Excerpts from the statement by Dr. Raghuram G. Rajan, Governor:
In India, the economic recovery is still work in progress. The Reserve Bank’s survey-based indicators point to flat capacity utilisation and new orders, with corporate sales growth declining – although lower inflation explains some of the compression in top lines. Investment, as measured by new projects, is still weak, primarily because of still-low capacity utilization. In the critically important power sector, where final demand is strong, the recent step-up in generation in response to the commendable easing of bottlenecks in coal supply is being partly negated by structural problems relating to clogging of transmission grids and the dire financial state of electricity distribution companies (DISCOMs).
However, there are signs that consumption demand, especially in urban areas, is picking up. Car sales for July were strong. Nominal bank credit growth is lower than previous years, but adjusted for lower inflation as well as for lower borrowing by oil marketing companies and increased borrowing from commercial paper markets, credit availability seems to be adequate for most sectors.
Liquidity conditions have been very easy in June and July. A seasonal reduction in demand for currency and increased spending by Government coupled with structural factors such as low credit deployment relative to the volume of deposit mobilisation contributed to surplus conditions in the money markets
Headwinds from weak global demand conditions restrained merchandise exports. The contraction in exports in Q1 of 2015-16, both volume and value, was the steepest since Q2 of 2009-10.
Given the policy action was front-loaded in June, it is prudent to keep the policy rate unchanged at the current juncture while maintaining the accommodative stance of monetary policy. Short term real risk free rates are nevertheless supportive of borrowing by interest rate sensitive consumer segments such as housing and automobiles. Significant uncertainty will be resolved in the coming months, including the likely persistence of recent inflationary pressures, the full monsoon outturn, as well as possible Federal Reserve actions. As the Reserve Bank awaits greater transmission of its front-loaded past actions, it will monitor developments for emerging room for more accommodation.

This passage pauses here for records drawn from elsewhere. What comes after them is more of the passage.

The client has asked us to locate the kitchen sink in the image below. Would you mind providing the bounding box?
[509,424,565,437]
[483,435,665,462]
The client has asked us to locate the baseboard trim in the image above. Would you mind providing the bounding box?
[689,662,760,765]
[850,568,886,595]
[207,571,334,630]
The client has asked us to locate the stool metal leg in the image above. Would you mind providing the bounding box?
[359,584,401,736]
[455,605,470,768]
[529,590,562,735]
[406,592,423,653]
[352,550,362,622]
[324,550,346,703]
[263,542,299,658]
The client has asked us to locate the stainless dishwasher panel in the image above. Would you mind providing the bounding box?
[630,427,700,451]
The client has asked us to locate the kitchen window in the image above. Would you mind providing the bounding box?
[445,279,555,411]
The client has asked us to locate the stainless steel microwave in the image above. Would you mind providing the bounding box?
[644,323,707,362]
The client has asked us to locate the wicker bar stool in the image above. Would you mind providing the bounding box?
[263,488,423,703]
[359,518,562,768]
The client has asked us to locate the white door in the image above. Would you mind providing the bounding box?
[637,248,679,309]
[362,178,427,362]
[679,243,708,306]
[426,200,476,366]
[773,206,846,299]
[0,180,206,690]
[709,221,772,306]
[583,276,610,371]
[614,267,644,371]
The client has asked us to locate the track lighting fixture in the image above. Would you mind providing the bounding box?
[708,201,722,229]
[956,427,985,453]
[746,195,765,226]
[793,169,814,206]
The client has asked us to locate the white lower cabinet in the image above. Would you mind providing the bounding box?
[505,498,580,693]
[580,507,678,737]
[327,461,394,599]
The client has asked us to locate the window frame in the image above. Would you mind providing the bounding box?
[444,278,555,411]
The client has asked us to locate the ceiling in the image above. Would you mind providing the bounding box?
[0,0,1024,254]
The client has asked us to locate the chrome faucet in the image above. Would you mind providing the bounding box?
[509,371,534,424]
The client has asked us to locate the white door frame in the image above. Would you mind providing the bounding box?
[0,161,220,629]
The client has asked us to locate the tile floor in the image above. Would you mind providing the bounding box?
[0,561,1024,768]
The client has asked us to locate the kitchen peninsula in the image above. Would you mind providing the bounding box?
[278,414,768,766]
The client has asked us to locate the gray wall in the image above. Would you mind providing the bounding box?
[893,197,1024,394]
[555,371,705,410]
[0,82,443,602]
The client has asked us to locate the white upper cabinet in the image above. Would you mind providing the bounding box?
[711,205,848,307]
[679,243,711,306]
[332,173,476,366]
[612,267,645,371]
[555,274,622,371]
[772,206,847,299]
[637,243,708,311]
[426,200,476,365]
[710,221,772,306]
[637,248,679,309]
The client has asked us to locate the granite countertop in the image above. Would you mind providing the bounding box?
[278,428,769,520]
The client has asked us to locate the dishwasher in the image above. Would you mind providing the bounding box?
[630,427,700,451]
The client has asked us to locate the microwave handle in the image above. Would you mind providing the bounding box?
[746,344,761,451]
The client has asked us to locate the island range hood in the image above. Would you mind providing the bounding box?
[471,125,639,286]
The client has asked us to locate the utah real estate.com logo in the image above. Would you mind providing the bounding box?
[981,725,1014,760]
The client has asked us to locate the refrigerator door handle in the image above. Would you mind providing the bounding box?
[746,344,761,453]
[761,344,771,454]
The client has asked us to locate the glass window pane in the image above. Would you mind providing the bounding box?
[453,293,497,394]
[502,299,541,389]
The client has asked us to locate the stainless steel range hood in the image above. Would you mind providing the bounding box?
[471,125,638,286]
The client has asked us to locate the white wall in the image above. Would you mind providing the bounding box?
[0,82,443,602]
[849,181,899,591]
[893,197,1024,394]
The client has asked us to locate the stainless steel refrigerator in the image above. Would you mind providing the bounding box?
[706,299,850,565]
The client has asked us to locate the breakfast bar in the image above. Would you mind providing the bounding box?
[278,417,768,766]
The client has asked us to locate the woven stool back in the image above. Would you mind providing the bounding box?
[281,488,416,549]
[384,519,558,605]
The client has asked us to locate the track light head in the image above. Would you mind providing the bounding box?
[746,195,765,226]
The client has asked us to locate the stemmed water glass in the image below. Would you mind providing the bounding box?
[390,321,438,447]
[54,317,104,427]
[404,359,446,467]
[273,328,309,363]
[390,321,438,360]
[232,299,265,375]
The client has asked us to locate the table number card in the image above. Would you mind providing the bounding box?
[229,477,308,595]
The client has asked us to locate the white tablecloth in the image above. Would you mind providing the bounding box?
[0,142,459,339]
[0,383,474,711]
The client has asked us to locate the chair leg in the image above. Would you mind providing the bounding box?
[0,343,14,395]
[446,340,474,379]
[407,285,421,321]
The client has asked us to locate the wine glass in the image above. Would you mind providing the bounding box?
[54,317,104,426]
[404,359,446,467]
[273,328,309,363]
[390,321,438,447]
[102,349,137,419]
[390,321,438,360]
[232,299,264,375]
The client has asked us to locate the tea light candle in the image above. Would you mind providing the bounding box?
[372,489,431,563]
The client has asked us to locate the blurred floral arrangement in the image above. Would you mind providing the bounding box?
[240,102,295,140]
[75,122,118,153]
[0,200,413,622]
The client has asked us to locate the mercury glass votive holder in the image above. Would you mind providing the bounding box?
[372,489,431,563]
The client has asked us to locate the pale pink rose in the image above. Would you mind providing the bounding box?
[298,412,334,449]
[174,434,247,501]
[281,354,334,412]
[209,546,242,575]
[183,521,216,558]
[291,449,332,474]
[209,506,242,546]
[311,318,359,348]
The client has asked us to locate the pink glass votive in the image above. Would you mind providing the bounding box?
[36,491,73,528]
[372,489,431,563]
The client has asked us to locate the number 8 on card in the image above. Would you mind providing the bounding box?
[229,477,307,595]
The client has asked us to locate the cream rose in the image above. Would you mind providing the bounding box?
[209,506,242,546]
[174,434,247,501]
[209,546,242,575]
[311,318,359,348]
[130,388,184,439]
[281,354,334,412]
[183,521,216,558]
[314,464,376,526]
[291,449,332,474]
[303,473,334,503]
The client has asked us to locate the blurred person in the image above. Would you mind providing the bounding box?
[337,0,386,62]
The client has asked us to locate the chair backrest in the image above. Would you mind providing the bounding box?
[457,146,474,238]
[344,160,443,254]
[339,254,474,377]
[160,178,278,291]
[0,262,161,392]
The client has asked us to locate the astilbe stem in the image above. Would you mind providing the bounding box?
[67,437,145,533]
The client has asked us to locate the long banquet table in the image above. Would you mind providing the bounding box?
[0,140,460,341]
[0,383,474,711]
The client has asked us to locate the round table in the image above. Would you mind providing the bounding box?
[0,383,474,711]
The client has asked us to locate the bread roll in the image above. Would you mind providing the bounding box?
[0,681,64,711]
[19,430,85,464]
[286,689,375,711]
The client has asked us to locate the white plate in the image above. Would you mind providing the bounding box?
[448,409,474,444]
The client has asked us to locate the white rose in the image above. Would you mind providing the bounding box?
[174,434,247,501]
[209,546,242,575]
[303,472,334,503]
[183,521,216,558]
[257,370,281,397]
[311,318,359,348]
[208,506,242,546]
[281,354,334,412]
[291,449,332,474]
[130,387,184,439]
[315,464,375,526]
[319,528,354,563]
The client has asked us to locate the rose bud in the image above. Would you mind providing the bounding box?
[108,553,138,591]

The outlook for growth is improving gradually. Favourable real income effects could accrue from weaker commodity prices, in particular crude oil, and a possible step-up in agricultural activity if monsoon conditions continue to improve. On the other hand, global growth projections for 2015 have generally been revised downwards and, therefore, the export contraction could become a prolonged drag on growth going forward. Notwithstanding some improvement in the state of stalled projects, supply constraints continue to be binding and new investment demand emanating from the private sector and the central Government remains subdued. On an assessment of the evolving balance of risks, the projected output growth for 2015-16 has been retained at 7.6 percent.